Las historias jamás contadas, p. 66

Domingo de Pascua en Rosings

Por Abigail Reynolds

Traducido por Cristina Huelsz

Marzo 29, 1812

Todo comenzó en la iglesia, donde él intentó disimular el hecho de que no podía dejar de lanzar miradas furtivas a Elizabeth, combinado con un absoluto desdén por el estúpido sermón del señor Collins. Pascua y renacimiento: en eso no se equivocaba, pero las ridículas divagaciones que le siguieron habrían sido risibles de no haber sido tan terriblemente aburridas. Darcy ya se había preparado para saber que no tendría el agudo y doloroso placer de volver a ver a Elizabeth hasta la misa de la semana siguiente, cuando oyó que Lady Catherine invitaba al señor Collins y a su grupo a reunirse con ellos en Rosings esa misma tarde.

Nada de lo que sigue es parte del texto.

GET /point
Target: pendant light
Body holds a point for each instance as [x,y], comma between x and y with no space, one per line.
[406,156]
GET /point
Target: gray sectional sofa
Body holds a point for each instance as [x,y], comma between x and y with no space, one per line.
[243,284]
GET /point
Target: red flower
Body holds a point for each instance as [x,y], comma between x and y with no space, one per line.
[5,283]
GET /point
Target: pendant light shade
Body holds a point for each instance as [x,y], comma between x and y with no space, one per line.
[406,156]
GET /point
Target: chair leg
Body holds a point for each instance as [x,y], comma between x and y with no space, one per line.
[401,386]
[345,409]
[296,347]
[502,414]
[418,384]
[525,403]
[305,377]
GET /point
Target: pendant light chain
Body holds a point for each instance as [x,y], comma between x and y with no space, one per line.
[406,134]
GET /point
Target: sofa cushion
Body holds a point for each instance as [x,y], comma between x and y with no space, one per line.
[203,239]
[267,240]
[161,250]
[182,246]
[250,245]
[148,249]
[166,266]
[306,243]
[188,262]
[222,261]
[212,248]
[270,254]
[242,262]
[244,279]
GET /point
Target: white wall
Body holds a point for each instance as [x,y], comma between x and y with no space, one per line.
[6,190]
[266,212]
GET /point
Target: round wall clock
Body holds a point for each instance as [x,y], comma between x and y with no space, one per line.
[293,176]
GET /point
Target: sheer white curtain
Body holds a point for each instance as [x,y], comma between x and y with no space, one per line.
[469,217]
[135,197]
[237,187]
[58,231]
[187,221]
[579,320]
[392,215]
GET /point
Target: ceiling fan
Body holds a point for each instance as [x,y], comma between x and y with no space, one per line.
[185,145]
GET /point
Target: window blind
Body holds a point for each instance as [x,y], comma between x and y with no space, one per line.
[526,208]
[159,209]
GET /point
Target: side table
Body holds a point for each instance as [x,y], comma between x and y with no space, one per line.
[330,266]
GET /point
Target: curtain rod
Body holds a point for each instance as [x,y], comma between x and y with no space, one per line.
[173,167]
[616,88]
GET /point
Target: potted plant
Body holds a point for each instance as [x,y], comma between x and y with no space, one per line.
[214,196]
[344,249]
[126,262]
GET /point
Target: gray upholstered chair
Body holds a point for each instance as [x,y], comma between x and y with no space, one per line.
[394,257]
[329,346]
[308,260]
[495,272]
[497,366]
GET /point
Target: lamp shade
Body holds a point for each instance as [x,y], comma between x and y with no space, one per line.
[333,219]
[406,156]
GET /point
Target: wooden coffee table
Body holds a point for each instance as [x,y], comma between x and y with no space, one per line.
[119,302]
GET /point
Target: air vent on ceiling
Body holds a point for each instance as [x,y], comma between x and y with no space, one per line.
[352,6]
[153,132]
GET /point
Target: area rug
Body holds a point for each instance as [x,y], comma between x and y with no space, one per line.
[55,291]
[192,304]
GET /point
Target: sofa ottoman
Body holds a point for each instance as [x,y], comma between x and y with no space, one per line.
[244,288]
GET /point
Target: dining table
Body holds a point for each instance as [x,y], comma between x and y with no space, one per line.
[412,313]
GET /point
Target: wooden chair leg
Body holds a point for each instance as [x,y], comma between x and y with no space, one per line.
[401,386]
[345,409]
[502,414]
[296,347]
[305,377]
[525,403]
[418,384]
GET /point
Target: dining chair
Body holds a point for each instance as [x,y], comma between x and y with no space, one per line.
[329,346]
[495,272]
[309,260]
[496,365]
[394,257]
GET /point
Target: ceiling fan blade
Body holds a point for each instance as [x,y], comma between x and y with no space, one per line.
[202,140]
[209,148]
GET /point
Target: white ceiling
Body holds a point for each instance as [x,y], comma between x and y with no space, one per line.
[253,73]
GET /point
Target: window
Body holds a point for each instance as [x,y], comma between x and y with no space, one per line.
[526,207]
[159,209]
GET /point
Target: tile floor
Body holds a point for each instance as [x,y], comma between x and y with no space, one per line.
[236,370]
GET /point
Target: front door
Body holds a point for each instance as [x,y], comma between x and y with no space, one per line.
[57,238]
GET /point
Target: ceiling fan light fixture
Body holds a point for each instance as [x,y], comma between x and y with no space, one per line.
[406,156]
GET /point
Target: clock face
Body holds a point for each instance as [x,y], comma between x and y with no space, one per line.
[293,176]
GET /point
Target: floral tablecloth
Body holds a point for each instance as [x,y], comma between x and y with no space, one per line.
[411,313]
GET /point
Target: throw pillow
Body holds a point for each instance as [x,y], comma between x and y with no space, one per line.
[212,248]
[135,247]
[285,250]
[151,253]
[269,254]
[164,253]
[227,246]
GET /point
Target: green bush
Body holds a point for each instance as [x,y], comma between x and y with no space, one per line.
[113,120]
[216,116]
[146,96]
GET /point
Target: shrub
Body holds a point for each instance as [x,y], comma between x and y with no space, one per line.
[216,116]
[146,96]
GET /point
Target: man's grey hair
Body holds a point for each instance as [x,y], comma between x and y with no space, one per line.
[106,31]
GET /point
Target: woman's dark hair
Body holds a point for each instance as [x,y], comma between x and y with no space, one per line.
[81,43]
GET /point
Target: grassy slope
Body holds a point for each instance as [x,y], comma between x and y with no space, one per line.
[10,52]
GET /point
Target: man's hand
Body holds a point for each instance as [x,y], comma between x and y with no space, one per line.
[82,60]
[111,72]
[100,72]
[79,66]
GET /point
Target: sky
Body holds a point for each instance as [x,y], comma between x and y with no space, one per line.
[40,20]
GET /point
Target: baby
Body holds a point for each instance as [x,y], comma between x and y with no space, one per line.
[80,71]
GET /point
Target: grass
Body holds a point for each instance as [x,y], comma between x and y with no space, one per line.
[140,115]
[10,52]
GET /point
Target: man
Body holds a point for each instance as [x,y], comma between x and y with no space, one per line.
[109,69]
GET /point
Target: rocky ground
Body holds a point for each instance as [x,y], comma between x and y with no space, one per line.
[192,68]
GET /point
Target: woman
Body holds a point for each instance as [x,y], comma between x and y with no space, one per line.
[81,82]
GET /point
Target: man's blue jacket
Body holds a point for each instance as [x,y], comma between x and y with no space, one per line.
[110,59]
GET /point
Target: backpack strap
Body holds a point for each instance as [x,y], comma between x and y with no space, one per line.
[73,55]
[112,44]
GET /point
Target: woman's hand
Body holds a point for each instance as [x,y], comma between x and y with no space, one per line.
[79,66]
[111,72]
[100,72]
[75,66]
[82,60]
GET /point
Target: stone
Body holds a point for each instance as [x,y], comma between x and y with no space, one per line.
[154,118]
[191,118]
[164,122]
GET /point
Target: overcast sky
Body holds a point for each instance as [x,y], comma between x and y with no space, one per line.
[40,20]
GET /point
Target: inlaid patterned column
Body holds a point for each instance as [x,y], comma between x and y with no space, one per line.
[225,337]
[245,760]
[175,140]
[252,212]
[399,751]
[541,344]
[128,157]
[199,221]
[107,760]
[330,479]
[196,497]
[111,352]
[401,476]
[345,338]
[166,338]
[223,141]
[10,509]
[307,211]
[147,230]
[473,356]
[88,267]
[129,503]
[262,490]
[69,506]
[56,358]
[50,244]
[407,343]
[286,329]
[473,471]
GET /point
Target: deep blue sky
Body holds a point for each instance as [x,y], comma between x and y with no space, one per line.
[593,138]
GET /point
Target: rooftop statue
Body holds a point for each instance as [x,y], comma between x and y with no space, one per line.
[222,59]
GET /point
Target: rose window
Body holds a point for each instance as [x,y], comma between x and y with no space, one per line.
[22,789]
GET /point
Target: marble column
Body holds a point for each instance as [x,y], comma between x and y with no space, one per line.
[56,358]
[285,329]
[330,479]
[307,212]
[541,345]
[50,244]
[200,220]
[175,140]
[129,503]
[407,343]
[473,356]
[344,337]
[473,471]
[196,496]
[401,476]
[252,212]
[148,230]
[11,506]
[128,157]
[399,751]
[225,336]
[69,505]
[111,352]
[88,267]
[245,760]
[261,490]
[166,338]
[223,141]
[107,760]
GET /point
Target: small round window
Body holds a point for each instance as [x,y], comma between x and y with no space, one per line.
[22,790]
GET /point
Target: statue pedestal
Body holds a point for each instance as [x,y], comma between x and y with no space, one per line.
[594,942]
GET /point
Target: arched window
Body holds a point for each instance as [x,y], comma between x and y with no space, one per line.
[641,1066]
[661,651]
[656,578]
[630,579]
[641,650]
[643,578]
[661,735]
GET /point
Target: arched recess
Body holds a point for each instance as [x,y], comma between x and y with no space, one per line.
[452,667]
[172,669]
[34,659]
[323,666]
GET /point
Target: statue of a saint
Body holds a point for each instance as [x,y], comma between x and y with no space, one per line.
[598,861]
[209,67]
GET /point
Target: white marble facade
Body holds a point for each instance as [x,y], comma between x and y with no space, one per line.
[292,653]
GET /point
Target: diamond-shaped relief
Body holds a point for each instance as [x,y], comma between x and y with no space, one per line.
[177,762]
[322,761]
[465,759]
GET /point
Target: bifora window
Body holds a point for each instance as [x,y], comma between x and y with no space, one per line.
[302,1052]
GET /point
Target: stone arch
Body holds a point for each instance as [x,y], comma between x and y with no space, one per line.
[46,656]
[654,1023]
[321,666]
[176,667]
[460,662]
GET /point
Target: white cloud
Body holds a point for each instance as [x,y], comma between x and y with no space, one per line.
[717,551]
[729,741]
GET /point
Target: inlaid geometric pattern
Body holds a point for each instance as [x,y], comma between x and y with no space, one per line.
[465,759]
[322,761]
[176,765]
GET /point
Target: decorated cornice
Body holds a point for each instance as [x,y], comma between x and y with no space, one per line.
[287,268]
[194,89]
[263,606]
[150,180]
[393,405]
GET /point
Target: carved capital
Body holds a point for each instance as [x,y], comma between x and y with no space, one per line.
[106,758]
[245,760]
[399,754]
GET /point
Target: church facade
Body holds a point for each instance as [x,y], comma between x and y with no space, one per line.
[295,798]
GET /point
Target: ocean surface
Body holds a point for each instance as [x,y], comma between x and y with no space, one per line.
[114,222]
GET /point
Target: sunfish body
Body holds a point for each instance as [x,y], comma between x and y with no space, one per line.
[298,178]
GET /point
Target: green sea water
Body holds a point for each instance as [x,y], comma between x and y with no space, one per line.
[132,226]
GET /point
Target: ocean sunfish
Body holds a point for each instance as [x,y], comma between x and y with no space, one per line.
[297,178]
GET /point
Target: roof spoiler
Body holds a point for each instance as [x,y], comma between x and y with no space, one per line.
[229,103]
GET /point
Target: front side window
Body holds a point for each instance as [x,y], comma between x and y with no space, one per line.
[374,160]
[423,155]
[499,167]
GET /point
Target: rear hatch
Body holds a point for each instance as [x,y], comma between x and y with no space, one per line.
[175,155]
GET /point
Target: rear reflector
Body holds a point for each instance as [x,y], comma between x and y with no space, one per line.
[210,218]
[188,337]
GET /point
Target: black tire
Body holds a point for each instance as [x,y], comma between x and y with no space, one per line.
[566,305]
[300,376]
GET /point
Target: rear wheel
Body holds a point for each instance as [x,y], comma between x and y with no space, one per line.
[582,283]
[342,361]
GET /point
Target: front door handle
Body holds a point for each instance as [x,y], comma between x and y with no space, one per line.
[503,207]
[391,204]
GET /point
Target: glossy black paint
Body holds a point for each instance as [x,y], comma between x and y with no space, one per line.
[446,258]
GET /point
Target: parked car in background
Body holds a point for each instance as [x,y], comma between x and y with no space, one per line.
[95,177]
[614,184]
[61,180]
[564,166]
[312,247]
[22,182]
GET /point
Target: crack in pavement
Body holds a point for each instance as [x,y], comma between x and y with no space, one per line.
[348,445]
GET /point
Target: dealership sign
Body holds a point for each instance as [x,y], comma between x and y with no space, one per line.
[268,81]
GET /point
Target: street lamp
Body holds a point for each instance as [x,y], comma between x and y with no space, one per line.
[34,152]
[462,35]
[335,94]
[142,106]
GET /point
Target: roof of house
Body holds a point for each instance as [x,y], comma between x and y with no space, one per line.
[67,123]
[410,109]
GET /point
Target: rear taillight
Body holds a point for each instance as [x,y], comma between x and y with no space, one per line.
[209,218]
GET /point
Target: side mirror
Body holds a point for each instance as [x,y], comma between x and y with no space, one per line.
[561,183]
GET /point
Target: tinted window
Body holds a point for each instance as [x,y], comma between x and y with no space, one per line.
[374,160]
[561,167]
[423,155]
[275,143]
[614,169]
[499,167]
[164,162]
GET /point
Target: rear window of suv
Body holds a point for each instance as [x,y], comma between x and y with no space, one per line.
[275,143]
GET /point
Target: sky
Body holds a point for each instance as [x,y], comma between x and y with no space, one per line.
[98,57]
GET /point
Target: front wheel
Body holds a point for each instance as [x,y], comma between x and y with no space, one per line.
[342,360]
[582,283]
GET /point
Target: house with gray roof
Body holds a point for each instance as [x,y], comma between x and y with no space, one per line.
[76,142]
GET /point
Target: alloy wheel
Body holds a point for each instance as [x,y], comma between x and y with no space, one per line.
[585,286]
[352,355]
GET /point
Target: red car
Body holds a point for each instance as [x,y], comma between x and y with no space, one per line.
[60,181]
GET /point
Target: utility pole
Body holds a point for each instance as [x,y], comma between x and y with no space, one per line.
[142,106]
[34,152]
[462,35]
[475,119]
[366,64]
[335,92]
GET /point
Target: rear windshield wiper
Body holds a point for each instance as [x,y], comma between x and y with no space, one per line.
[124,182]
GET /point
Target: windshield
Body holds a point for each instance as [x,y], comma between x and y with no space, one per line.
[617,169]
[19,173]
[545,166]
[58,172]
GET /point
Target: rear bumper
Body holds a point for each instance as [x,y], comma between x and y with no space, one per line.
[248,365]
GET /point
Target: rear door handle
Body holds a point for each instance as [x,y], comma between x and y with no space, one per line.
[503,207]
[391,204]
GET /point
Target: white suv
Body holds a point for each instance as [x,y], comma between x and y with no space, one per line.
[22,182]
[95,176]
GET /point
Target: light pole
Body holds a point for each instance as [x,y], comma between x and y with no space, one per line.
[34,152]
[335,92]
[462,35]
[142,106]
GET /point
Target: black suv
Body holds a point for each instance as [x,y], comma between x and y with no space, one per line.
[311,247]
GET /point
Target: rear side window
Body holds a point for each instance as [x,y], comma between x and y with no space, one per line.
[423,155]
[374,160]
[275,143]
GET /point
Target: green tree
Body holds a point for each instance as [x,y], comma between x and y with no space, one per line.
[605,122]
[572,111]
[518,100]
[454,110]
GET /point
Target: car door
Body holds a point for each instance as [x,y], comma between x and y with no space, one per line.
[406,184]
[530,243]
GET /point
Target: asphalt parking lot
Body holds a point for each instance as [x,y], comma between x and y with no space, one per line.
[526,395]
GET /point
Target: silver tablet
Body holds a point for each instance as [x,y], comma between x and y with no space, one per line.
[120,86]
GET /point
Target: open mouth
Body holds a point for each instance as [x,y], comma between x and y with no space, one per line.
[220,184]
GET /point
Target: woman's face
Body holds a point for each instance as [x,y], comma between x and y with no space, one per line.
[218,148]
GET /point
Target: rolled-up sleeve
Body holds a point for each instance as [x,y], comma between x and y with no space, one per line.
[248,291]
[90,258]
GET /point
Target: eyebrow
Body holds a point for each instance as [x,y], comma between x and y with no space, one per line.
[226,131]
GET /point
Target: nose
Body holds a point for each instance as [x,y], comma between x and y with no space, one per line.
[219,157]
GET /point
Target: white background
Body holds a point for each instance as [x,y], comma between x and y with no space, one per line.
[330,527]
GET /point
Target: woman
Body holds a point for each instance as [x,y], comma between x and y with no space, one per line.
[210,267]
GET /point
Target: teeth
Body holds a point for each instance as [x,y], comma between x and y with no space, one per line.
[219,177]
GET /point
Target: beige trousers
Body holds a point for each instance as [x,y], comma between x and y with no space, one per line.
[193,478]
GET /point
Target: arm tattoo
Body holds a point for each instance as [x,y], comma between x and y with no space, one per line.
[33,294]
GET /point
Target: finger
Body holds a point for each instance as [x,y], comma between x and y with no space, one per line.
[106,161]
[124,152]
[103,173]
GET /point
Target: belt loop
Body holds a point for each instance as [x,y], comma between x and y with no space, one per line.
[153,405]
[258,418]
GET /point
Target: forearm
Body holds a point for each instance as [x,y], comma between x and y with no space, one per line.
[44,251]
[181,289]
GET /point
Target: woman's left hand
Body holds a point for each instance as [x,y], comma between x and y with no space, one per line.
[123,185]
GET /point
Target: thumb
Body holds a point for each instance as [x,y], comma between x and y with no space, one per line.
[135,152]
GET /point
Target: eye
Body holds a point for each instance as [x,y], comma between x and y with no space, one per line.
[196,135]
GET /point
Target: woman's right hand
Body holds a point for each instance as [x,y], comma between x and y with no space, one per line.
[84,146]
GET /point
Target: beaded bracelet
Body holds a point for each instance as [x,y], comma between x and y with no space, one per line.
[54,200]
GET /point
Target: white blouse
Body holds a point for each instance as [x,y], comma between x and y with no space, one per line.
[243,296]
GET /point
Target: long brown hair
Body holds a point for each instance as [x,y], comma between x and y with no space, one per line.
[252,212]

Quiso sentirse consternado por la noticia. Era mejor limitar su exposición a Elizabeth a una vez por semana en la iglesia, donde podía recordar por qué ella no podía ser suya, pero por mucho que supiera que debía mantenerse alejado de ella, no podía encontrar el menor rastro de arrepentimiento en su corazón por tener otra hora en su compañía, otra hora de sentirse vivo, aquella tarde.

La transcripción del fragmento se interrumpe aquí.